令和8年6月5日(金) 【旧 4月20日 大安】 小満・麦秋至

狩人の鐵砲見ゆる薄かな
  ~正岡子規(1867-1902)

 ドイツ・ロマン派の作曲家で指揮者、ピアニストでもあるカール・マリア・フォン・ウェーバー(1786-1826)が亡くなったのは1826年6月5日。今日は没後200年に当たります。初めて指揮棒を用い、オーケストラの楽器配置を現在に近い形に整えた人物としても知られています。

260605_狩人の鐵砲見ゆる薄かな
Photo:ドレスデン劇場広場にあるウェーバーの銅像

 多くの作品から彼の代表作を一つだけ挙げれば、やはり歌劇『魔弾の射手』でしょうか。「序曲」の中で演奏されるホルンの和音が奏でるメロディは、佐々木信綱が明治43年に日本語の歌詞を付けて「秋の夜半」という中学唱歌となっています。また劇中の「狩人の合唱」もよく知られています。とは言え、私がオペラを全編通して鑑賞できたのは昨年11月に放送されたNHKBSのプレミアムシアターでした。悪魔と取引した狩人のお話ですが最後はハッピーエンド。

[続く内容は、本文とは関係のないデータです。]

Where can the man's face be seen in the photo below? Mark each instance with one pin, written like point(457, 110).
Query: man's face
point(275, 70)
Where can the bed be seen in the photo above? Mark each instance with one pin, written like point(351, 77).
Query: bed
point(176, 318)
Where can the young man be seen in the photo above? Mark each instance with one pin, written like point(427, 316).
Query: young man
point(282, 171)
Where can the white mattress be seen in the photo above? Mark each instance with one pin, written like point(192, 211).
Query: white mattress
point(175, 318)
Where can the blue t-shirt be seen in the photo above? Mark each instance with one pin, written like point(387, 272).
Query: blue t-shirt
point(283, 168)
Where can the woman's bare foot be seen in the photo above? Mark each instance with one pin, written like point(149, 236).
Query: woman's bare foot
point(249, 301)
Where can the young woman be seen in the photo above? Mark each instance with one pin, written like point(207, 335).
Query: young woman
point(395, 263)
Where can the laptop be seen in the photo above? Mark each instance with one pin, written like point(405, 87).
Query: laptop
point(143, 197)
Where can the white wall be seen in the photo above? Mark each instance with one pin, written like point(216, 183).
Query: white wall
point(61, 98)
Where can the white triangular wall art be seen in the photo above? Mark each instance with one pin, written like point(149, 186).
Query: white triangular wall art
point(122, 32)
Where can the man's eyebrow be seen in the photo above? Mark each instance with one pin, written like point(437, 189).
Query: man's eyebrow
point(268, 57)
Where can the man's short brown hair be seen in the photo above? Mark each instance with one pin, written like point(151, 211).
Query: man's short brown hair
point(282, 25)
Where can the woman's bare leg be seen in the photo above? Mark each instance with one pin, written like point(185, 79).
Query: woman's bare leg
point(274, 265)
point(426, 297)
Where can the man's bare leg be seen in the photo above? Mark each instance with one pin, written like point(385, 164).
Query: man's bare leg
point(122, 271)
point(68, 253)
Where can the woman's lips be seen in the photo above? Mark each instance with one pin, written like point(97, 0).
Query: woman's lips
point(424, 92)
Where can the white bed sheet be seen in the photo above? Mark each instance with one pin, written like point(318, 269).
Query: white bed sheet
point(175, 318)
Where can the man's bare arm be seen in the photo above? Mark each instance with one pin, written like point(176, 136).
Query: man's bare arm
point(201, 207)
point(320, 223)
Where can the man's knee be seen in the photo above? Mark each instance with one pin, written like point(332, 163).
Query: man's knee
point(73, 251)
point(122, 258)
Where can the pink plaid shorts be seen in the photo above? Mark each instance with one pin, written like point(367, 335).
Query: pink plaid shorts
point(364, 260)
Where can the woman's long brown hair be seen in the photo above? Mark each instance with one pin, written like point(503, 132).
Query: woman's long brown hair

ということで、ウェーバー没後200年の今日は『万葉集』から狩人を詠んだ山部赤人の歌を探してきました。

あしひきの山にも野にもみ狩人猟矢手挟み騒きたり見ゆ
  ~山部赤人(700-736)『万葉集』 巻6-0927

山にも野にも天皇の狩に従う人たちが、獲物をねらう矢を携えて盛んに行き交っているのが見えるよ。